The form of the command above requires you to run a commit annotator in parallel. If you want to use the internal commit annotator that does not need a commit annotator running in parallel, add option --commit-annotator-url local instead. If you want to recalculate the commit annotations instead of using cached ones, you can use option --commit-annotator-url recreate. This last option is useful when testing the effects of changes made to the commit annotator code or Bazel query formulas the annotator uses.

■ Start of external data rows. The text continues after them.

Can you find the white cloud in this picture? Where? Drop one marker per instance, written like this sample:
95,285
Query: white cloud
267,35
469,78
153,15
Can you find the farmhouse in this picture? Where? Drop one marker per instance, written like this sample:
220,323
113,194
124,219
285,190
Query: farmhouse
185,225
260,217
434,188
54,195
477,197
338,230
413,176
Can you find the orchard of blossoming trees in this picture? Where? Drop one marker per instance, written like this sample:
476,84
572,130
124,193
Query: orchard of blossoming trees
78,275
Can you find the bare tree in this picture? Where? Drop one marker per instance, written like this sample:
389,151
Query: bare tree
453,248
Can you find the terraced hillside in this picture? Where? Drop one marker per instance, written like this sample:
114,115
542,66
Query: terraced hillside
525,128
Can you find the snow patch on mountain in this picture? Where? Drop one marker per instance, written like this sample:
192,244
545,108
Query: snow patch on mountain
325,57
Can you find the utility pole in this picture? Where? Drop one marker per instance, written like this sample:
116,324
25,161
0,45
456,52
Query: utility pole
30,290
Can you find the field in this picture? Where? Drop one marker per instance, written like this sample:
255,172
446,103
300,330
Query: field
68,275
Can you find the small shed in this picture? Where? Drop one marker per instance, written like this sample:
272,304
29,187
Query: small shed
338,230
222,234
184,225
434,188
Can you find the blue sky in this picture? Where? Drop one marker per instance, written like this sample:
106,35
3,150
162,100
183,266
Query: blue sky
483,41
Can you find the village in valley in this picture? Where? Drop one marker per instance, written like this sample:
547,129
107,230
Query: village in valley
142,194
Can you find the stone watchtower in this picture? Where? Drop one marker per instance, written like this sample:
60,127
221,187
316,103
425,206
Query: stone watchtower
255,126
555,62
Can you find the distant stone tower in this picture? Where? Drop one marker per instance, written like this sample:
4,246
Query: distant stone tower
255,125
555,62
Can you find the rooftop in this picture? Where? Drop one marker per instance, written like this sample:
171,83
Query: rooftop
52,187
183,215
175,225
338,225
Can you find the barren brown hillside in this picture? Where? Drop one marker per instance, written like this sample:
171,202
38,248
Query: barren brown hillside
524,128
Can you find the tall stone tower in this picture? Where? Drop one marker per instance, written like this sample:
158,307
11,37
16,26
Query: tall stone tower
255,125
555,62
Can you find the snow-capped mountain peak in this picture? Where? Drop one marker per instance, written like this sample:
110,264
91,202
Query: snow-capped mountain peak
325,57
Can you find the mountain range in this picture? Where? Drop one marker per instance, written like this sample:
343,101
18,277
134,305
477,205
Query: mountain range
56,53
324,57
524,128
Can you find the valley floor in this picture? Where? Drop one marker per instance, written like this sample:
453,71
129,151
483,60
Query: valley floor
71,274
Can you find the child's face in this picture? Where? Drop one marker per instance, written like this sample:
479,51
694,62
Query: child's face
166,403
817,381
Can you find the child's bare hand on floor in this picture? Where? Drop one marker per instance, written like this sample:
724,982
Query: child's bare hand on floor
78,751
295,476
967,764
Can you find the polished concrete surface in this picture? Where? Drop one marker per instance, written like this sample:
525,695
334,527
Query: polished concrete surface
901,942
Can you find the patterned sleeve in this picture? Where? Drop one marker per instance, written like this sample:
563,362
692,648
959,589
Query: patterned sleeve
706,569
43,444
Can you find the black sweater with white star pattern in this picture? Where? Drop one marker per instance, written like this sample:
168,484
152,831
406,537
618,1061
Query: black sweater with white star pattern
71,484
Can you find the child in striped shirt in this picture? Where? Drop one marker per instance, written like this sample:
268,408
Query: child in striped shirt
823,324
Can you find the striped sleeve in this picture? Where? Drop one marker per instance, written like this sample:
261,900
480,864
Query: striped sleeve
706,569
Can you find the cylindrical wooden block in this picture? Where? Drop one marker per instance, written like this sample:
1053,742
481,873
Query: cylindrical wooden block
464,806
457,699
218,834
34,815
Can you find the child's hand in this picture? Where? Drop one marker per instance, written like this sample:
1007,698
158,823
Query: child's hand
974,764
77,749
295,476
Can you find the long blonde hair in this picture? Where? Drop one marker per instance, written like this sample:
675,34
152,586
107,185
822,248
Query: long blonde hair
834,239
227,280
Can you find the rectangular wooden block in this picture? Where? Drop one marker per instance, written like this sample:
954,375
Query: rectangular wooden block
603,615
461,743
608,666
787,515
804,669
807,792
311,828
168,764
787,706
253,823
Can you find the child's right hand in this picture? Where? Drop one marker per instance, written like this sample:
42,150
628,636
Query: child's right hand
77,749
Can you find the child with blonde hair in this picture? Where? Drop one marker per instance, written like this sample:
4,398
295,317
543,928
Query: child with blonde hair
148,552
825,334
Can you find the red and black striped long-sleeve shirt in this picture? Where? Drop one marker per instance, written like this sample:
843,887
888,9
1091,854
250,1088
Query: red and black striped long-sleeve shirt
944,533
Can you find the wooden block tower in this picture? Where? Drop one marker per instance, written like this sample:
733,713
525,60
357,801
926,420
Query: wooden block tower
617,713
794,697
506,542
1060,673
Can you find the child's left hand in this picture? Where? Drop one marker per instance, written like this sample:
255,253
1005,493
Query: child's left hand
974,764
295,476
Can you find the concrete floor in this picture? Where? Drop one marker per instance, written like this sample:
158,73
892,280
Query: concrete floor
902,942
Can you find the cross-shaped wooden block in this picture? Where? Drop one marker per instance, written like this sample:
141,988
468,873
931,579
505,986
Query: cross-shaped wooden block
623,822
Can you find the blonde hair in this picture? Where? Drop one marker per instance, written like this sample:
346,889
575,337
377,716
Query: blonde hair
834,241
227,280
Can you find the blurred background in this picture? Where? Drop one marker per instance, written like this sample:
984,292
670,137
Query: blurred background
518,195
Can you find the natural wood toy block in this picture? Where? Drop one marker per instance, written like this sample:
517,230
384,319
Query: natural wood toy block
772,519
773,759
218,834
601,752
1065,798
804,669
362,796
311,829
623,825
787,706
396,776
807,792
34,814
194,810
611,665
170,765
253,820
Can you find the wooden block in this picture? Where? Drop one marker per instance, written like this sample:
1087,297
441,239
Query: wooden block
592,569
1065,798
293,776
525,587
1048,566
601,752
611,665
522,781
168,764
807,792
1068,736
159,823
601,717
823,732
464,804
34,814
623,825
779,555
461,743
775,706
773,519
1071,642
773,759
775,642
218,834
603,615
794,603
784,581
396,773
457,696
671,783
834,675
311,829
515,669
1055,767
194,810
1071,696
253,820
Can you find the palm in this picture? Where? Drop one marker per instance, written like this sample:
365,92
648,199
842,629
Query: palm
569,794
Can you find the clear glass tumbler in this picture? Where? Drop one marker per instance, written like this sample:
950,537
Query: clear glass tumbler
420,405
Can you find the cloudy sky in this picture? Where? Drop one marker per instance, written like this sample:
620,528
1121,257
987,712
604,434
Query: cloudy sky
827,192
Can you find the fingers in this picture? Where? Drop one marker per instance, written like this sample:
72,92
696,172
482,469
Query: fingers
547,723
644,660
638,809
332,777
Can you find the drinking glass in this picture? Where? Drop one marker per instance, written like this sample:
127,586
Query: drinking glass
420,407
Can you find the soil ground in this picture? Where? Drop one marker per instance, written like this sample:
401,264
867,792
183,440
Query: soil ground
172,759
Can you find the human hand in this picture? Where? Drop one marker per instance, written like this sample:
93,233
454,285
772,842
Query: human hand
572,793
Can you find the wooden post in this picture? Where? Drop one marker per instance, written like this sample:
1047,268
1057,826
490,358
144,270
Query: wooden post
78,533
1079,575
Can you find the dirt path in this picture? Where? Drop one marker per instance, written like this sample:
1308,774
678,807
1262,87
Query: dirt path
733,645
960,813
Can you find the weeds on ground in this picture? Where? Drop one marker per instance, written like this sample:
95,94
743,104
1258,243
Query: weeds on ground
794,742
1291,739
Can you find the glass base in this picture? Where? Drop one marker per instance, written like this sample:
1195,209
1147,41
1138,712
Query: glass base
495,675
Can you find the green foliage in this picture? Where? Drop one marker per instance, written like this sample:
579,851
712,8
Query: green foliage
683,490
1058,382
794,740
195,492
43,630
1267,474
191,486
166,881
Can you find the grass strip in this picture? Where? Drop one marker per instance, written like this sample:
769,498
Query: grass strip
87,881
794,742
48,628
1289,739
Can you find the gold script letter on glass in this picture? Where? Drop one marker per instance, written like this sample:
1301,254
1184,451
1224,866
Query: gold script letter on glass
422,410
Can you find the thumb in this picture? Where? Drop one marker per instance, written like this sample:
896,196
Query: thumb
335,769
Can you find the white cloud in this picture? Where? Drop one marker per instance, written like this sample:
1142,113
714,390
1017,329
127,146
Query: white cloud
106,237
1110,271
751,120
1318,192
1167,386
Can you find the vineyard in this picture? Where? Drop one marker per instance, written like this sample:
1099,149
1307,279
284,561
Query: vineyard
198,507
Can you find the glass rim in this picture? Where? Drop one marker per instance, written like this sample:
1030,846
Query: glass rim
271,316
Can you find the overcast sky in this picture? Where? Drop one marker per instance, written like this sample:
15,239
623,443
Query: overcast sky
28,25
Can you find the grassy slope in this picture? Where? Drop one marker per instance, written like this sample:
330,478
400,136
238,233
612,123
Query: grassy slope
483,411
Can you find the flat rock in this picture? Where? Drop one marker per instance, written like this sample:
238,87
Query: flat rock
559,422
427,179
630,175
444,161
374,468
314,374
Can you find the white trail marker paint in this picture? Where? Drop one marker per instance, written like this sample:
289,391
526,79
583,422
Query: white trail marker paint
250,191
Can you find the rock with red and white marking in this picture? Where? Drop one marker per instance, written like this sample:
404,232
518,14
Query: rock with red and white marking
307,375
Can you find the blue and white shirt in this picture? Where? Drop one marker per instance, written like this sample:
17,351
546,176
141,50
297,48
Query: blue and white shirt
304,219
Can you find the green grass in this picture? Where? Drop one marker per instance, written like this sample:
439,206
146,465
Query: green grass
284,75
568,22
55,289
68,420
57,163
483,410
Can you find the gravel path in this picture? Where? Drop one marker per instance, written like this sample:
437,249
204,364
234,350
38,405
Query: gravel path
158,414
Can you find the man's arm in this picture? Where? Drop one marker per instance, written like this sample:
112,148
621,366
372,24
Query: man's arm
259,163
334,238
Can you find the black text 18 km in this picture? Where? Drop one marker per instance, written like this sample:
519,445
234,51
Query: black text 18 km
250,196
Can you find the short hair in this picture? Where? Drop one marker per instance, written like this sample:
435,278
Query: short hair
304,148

A great tip / trick to diagnose exactly what the release notes and commit annotation processes would do is to pick a commit from the IC repo, figure out which its parent commit is, then run:

PREV_RC=prev
PREV_COMMIT=1354f31c9cd4fb6b4a65ab64eb9ac4a0a4d16839 # parent commit
CURR_RC=curr
CURR_COMMIT=f8131bfbc2d339716a9cff06e04de49a68e5a80b # commit
bazel run //release-controller:release-notes -- \
   $PREV_RC $PREV_COMMIT $CURR_RC $CURR_COMMIT \
   --commit-annotator-url recreate \
  --os-kind=GuestOS \
  --verbose
bazel run //release-controller:release-notes -- \
   $PREV_RC $PREV_COMMIT $CURR_RC $CURR_COMMIT \
   --commit-annotator-url recreate \
  --os-kind=HostOS \
  --verbose

That run tells you what the annotation process would do for that single commit in question.

Please consult --help for additional options.

Tests¶

Unit tests¶

bazel test //release-controller/...

The above runs all tests and typechecks tested files.

With a .venv setup by rye, you can also run (with varying levels of success):

export PYTHONPATH=$PWD/release-controller/
.venv/bin/python3 release-controller/tests/runner.py

If you want to run a specific test file, specify its path as an argument to the above command line.

Typing correctness¶

Building it all tests MyPy types:

bazel build //release-controller/...

Maintenance¶

The container image currently used by release controller components is an Ubuntu 24.04 image built by Bazel. Refer to BUILD.bazel and ../images/BUILD.bazel for instructions on how to maintain and update the images.